I have been a certified administrator of the Myers Briggs Type Indicator (MBTI) since 2004. In my professional positions at three different institutions, I have presented multiple “Type” workshops to students, faculty, and staff. I have made the mistake of doing these sessions out of the goodness of my heart and my desire to be a helpful, collaborative professional.

This summer, my colleague asked if I would facilitate the MBTI for incoming doctoral students. As part of her ask, she asked me what my fee was. I said something like, “oh no, that’s okay. You don’t have to pay me.” To which she said, “No, this is an expertise that you have and you should be paid for it.” I was totally blown away. Gosh darn it! She’s right! I do have this expertise, a lot of practical experience, and a terminal degree which lends credibility to my role as expert.
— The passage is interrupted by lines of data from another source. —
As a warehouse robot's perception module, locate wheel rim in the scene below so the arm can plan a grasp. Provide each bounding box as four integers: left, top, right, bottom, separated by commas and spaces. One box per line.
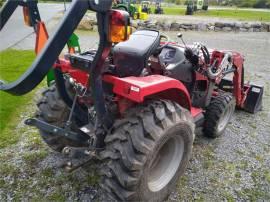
147, 136, 184, 192
218, 105, 234, 132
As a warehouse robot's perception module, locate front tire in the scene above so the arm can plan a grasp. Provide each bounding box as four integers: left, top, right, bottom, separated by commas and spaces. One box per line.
101, 100, 194, 202
203, 93, 235, 138
36, 84, 83, 152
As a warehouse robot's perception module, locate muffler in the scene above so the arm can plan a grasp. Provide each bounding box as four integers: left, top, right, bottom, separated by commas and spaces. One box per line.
244, 84, 264, 114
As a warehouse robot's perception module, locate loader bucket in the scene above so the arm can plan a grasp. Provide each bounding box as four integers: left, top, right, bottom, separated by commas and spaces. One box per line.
243, 84, 264, 113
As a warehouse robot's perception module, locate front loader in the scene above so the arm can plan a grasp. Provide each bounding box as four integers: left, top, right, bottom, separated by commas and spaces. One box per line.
0, 0, 263, 201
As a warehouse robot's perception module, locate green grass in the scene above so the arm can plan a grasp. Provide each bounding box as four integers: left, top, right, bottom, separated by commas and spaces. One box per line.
0, 49, 35, 148
151, 6, 270, 21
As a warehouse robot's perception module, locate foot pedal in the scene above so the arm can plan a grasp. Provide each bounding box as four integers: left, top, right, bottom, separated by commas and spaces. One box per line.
65, 51, 96, 72
244, 84, 264, 113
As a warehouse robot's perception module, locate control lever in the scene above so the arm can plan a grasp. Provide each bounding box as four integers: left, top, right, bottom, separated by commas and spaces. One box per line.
177, 32, 187, 48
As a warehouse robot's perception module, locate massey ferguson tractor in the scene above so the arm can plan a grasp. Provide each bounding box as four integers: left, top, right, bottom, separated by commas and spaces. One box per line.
0, 0, 263, 201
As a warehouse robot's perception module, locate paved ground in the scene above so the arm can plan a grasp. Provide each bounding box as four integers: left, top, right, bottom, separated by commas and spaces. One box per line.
0, 28, 270, 201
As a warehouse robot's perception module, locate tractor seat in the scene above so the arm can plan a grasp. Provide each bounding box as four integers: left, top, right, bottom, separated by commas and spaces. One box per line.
113, 30, 160, 77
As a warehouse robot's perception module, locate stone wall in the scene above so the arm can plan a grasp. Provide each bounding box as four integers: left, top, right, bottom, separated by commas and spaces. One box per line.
78, 15, 270, 32
133, 21, 270, 32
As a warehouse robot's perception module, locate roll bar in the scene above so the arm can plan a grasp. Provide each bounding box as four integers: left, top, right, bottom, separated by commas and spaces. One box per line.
0, 0, 112, 95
We plowed ahead with the proposal to pay me for my time. Both departments running the Orientation agreed to split the fee and my supervisor gave the go-ahead. Yeah! I was going to get paid for my expertise. For the first time.

I prepped. I prepped at home. I revised slides. I practiced. Then, I did it. And it was great. I love the MBTI. I love helping people find their best fit type and then help them use what they learned to be better communicators, team players, and students.
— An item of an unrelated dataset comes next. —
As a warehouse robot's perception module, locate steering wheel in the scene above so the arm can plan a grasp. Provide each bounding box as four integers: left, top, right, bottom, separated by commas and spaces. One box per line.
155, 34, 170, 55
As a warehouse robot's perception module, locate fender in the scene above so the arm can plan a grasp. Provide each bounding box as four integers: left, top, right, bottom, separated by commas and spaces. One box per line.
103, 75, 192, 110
And then, they didn’t pay me. As the request made it up the channels of paperwork, word came back down to me that they were not going to compensate me. Me doing all that prep work and those two sessions (one of which was on my day off) were part of the “Monica” package that I brought to the table.

I was crushed. I am sure I pouted. As a new professional and even just a few years ago, I think I would have pouted for a long time and then thrown up my hands and moved along. I would have accepted that this is just how it goes. This time though, something was different. There were voices telling me to keep pushing, to stand up for myself, to ask. The literature (and my own experience and my observations of others) are constantly revealing that women don’t ask, they don’t negotiate, they wait to be recognized.

For one of the first times I can remember in my professional life, I said, “No. No, this is not okay.” I advocated for myself, my time, my experience, and my expertise. I had provided something and I should be compensated for that. I put together a proposal requesting that I be paid for my time. And, it worked. I advocated for myself and it worked!

This experience marks a turning point of sorts for me. I learned some very important professional and personal lessons:

  1. I have to ask. I have to ask for what I need and deserve and be firm in getting it.
  2. I learned that self advocacy is a skill that takes confidence and practice.
  3. I am grateful for my colleague who suggested that I be paid in the first place.
  4. I am grateful for my supervisor who was willing to take a creative but fair proposal back to the powers that be and advocate for me.
  5. It helps to have allies.
  6. There are women out there who will support and cheer for other women. I am grateful for those women. I hope to continue to be one of those women for others.
  7. As a Mid-Career professional one of my professional responsibilities is to help younger professionals, especially women, learn how to advocate for themselves.
  8. Get compensation agreements in writing.
  9. Get a deposit up-front.
  10. No more free MBTI sessions.

Are you advocating for yourself and being compensated (however you define it) for the unique gifts and skills you bring to the table? Psst…You are worth every penny!